A version of this column by longtime Overdrive Extra contributor Clifford Petersen was sent by the writer to his Congress representatives in Missouri, likewise filed to the regulatory docket the Federal Motor Carrier Safety Administration has opened asking a series of questions around speed-limiting technology. FMCSA extended the comment period this week through July 18.
Several times over the last couple of decades truckers have expressed concerns on how dangerous differential speed limits, or separate limits for cars and heavy trucks, can be for our nation’s highway users. Yet once again, the Federal Motor Carrier Safety Administration appears to be ignoring its own findings and disregarding the many studies whose results speak to that effect. As Overdrive readers are likely well aware at this point, FMCSA is making moves to to mandate more control over truckers’ businesses and personal safety with a potential rulemaking to require use of speed-limiting technology.
As far back as 1964, studies noted the variance created by different speed limits for cars and trucks increased the likelihood of interaction, resulting in more cars' rear-end collisions with trucks. Up closer to the present day, implementation of differential speed limits on two-lane rural highways were found in 2012 to have correlated with a more than 60% increase in fatal accidents.
Those are but two studies. Others have clearly shown increased accident probability by virtue of the simple fact that two classes of vehicles traveling at differing speed limits will inevitably lead to an increase in overtaking maneuvers, shorter following distances, and more.
An analysis conducted by the Federal Highway Administration division devoted to technology and research in 2004 analyzed the safety impacts of a wide variety of speed-limit policy changes, including shifts to and away from differential speed limits and unified speed limits. Not one single state experienced a significant decrease in crash rates. Yet in states that moved from a unified to a differential speed limit, a fatality became a more likely result for a crash.
In other words, states that changed from a single speed limit for both cars and trucks to a differential speed limit recorded an increase in crashes where fatalities were the result.
This, folks, is simple physics. Newton's third law of motion states that when two objects interact their collision transfers force equal in magnitude and opposite in direction – the proverbial equal and opposite reaction we’ve all been taught. If a car traveling at 75 mph impacts a wall, the sudden decrease in velocity transfers as much force of impact back to the vehicle formerly in motion as it does the wall.
Personally, I was taught in high school drivers’ ed that when a vehicle impacts an object, occupants in the vehicle not secured by restraints will also impact the object collided, or the roadway, as it were, at the same speed of travel upon impact. As noted, simple physics.
As an over-the-road trucker for nearly 25 years, I observed that the average speed of cars is about 5-15 mph above the posted speed limit. If trucks are limited to 65 mph in a state with a 75 mph speed limit, cars traveling at 75 to 90 mph create a differential of 10 to 25 mph.
This puts the trucker and car occupants themselves at greater risk than otherwise might be the case.
Another lesson in simple physics: if a truck blows a steer tire at 65 mph, the only possible way to maintain some control in the moment is to increase speed two to three mph and slowly guide the truck off the highway. However, if that truck is technologically limited at that speed when the tire blowout happens and cannot increase to a controlling speed, the driver is at the mercy of gravity. If that governed truck blows a left steer tire, it will enter the lanes of oncoming traffic, or the highway median, as the case may be.
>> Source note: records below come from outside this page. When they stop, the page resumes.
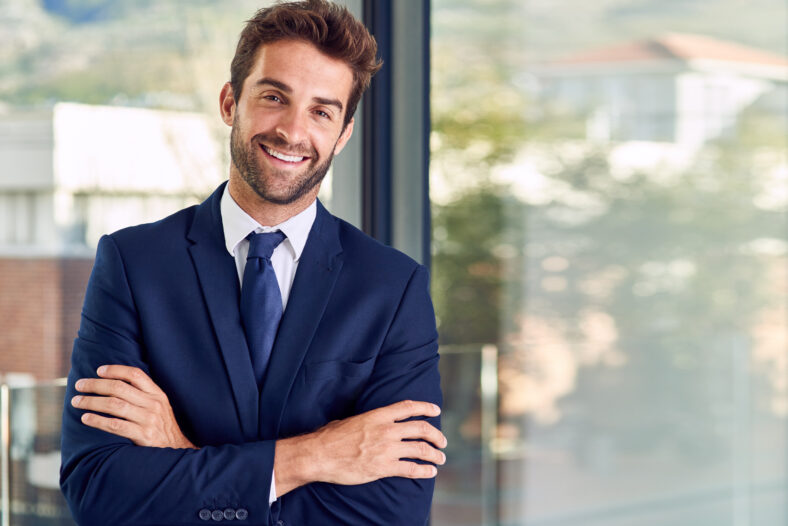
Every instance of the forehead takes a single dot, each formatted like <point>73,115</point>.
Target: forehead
<point>304,68</point>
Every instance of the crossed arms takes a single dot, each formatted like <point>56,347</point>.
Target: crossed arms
<point>134,465</point>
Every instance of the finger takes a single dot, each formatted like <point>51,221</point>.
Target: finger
<point>421,451</point>
<point>115,426</point>
<point>133,375</point>
<point>407,409</point>
<point>411,470</point>
<point>423,430</point>
<point>116,388</point>
<point>111,406</point>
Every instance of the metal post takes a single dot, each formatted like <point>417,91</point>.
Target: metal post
<point>5,447</point>
<point>489,395</point>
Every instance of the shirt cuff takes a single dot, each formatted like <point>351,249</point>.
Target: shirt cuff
<point>272,495</point>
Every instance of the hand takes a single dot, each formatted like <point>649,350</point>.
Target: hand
<point>362,448</point>
<point>143,410</point>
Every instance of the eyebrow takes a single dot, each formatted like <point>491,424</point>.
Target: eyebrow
<point>287,89</point>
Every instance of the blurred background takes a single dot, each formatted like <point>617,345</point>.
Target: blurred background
<point>601,193</point>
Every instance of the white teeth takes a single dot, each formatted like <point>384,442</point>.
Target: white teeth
<point>283,157</point>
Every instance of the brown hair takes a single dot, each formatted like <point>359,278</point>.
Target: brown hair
<point>331,28</point>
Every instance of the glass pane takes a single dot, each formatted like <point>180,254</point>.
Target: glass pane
<point>609,185</point>
<point>34,456</point>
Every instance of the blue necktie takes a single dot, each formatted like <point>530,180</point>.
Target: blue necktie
<point>261,300</point>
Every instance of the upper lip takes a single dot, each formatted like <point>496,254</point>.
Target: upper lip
<point>277,150</point>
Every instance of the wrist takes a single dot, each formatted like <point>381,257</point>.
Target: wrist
<point>293,464</point>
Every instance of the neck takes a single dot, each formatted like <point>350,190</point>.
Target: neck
<point>265,212</point>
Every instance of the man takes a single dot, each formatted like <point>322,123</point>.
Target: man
<point>296,383</point>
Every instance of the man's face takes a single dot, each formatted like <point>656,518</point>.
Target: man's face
<point>287,125</point>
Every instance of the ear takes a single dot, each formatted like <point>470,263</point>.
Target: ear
<point>344,136</point>
<point>227,104</point>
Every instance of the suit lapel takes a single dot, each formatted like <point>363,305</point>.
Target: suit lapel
<point>318,268</point>
<point>219,281</point>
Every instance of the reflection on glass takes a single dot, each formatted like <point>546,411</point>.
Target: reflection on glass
<point>30,481</point>
<point>609,189</point>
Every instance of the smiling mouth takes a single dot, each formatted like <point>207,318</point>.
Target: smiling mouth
<point>282,156</point>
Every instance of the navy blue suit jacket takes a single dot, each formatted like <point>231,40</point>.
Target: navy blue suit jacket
<point>358,333</point>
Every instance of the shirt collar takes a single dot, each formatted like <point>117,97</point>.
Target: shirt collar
<point>237,224</point>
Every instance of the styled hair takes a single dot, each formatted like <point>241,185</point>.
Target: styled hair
<point>330,27</point>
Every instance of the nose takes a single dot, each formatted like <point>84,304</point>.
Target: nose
<point>292,126</point>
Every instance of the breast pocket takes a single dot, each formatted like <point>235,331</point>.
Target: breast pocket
<point>337,369</point>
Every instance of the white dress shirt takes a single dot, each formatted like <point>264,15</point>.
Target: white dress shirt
<point>237,224</point>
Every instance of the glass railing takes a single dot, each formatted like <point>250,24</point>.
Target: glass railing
<point>30,423</point>
<point>466,490</point>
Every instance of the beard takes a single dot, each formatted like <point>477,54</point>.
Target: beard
<point>262,180</point>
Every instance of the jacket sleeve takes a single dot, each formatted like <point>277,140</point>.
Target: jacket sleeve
<point>106,479</point>
<point>406,369</point>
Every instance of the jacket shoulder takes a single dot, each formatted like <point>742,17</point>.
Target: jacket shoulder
<point>163,232</point>
<point>366,250</point>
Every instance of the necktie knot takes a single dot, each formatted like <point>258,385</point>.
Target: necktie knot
<point>263,245</point>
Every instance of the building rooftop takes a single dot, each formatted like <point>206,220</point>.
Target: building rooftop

A right-steer blowout will send the vehicle off of the roadway into a ditch, culvert, tree, embankment, cliff ... with probable roll-over, impact with a stationary object, death. …
The stakes are high.
As a professional trucker, I set my cruise control at 65 mph. I saved fuel and wear and tear, thus reducing maintenance expense. It’s a business decision, but also a safety decision. Without a governed top speed, I retain the ability to safely overtake and pass a vehicle, if need be, instead of delaying traffic behind me and creating road rage in aggressive drivers by holding them up.
Professional truckers are not the problem. Excessive speeding by automobile operators is. If government is going to limit the ability to speed, start with cars.
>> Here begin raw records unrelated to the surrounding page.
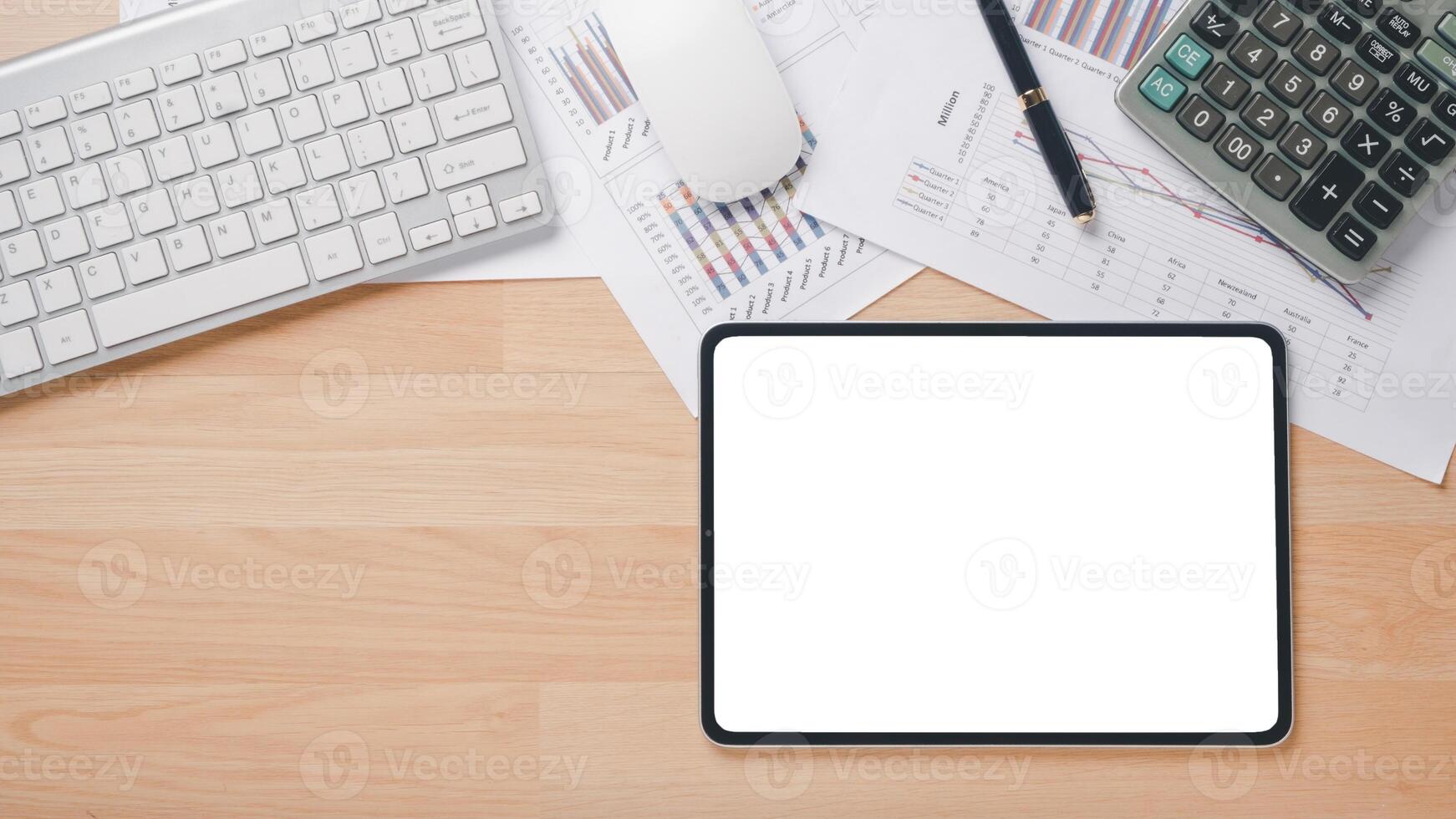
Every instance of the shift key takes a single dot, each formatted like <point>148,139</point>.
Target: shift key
<point>476,159</point>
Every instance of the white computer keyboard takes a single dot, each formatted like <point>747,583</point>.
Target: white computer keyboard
<point>235,156</point>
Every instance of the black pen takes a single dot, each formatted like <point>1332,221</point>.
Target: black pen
<point>1056,149</point>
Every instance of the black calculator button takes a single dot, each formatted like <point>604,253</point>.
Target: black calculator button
<point>1242,8</point>
<point>1403,174</point>
<point>1326,192</point>
<point>1353,82</point>
<point>1226,86</point>
<point>1316,53</point>
<point>1352,237</point>
<point>1377,206</point>
<point>1326,115</point>
<point>1444,109</point>
<point>1275,178</point>
<point>1252,54</point>
<point>1263,117</point>
<point>1399,28</point>
<point>1214,27</point>
<point>1238,149</point>
<point>1428,143</point>
<point>1377,54</point>
<point>1340,22</point>
<point>1302,145</point>
<point>1416,84</point>
<point>1365,8</point>
<point>1200,118</point>
<point>1391,112</point>
<point>1366,145</point>
<point>1277,22</point>
<point>1291,84</point>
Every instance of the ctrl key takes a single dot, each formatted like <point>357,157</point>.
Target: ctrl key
<point>18,354</point>
<point>1162,89</point>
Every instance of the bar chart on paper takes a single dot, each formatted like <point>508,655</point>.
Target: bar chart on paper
<point>1163,247</point>
<point>1117,31</point>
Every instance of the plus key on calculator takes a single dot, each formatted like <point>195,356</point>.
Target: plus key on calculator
<point>1340,112</point>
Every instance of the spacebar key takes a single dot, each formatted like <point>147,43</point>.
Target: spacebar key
<point>200,296</point>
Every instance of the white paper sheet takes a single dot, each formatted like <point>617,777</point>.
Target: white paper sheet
<point>679,267</point>
<point>547,253</point>
<point>929,156</point>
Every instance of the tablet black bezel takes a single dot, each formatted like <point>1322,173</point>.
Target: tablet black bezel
<point>1286,664</point>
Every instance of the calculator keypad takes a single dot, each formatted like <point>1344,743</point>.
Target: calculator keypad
<point>1338,109</point>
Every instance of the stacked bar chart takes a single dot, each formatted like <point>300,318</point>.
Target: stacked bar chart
<point>734,243</point>
<point>1117,31</point>
<point>590,63</point>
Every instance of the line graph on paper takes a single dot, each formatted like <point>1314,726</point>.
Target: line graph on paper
<point>1163,247</point>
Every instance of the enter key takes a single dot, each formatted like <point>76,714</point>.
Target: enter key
<point>475,111</point>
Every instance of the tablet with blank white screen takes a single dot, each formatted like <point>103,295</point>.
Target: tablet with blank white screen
<point>976,534</point>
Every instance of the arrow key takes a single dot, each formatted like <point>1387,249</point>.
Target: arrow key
<point>430,235</point>
<point>475,221</point>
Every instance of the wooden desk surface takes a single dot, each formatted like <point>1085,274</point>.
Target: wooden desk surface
<point>424,550</point>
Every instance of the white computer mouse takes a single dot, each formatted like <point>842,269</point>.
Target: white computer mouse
<point>710,89</point>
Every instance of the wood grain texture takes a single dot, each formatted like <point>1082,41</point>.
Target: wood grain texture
<point>298,566</point>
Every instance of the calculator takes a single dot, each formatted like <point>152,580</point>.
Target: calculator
<point>1330,124</point>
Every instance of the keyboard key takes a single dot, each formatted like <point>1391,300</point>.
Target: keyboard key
<point>102,275</point>
<point>529,204</point>
<point>1353,82</point>
<point>1252,54</point>
<point>1326,115</point>
<point>90,98</point>
<point>476,159</point>
<point>1291,84</point>
<point>1315,53</point>
<point>1338,22</point>
<point>59,290</point>
<point>1197,117</point>
<point>270,41</point>
<point>226,56</point>
<point>490,106</point>
<point>1328,191</point>
<point>451,23</point>
<point>1403,174</point>
<point>1428,143</point>
<point>1302,145</point>
<point>1416,84</point>
<point>1366,145</point>
<point>1377,206</point>
<point>181,69</point>
<point>1277,23</point>
<point>382,239</point>
<point>333,253</point>
<point>430,235</point>
<point>1224,86</point>
<point>18,354</point>
<point>1438,60</point>
<point>44,112</point>
<point>1391,112</point>
<point>1377,54</point>
<point>135,84</point>
<point>476,63</point>
<point>1352,237</point>
<point>1263,117</point>
<point>23,253</point>
<point>17,304</point>
<point>1187,57</point>
<point>198,296</point>
<point>1399,28</point>
<point>398,41</point>
<point>315,28</point>
<point>68,338</point>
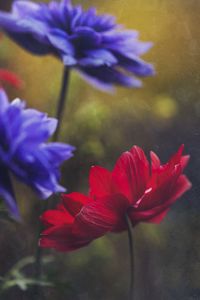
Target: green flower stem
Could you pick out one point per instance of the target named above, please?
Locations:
(62, 101)
(130, 239)
(59, 116)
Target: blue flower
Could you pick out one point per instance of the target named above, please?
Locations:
(24, 153)
(102, 51)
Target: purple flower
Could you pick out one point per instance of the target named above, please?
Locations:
(24, 153)
(102, 51)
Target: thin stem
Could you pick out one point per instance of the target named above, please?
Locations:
(59, 116)
(130, 239)
(62, 101)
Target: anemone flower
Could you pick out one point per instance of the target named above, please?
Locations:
(134, 189)
(100, 49)
(10, 78)
(25, 153)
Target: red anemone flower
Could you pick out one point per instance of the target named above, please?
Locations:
(136, 189)
(10, 77)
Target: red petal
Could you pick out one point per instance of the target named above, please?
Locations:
(155, 214)
(74, 202)
(100, 182)
(103, 215)
(56, 217)
(131, 174)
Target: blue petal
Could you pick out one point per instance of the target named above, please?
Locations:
(59, 39)
(108, 75)
(98, 57)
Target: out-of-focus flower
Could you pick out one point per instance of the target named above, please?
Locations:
(10, 78)
(103, 52)
(134, 188)
(24, 153)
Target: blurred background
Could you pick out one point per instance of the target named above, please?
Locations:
(162, 115)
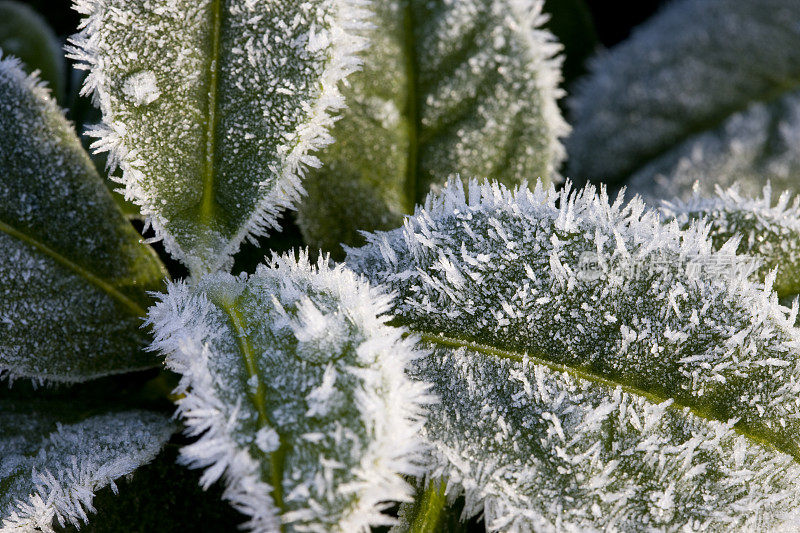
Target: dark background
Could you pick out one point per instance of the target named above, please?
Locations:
(166, 497)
While mandated electronic logging devices may well have aided in professionals’ compliance with the hours of service rules, they’ve also raised the stakes when it comes to time. Even a mere 3 mph can mean the difference between a trucker getting home in time for a 34-hour restart and shutting down 50 miles away.
While that may not sound like much, a speed limiter mandate is bound to impact capacity and exasperate the limited parking situation. At the same time, there is currently a proposal to redefine overtime pay as it applies to employee truck drivers. In my view, if that is done, speed-limiter use by truckers will be even less necessary. The few nonprofessional truck drivers who ignore speed limits will see clearly the benefit of slowing down instead of rushing.
My reading of the research suggests a more effective approach to speed limits with a mind toward pushing down accident rates would be implementation of variable speed limits in congested areas – and/or during weather anomalies.
Truckers are already heavily regulated, and far less likely to be at fault in an accident where a passenger vehicle is also involved. If regulation is required, then perhaps you should look at regulating those who are more likely to be at fault.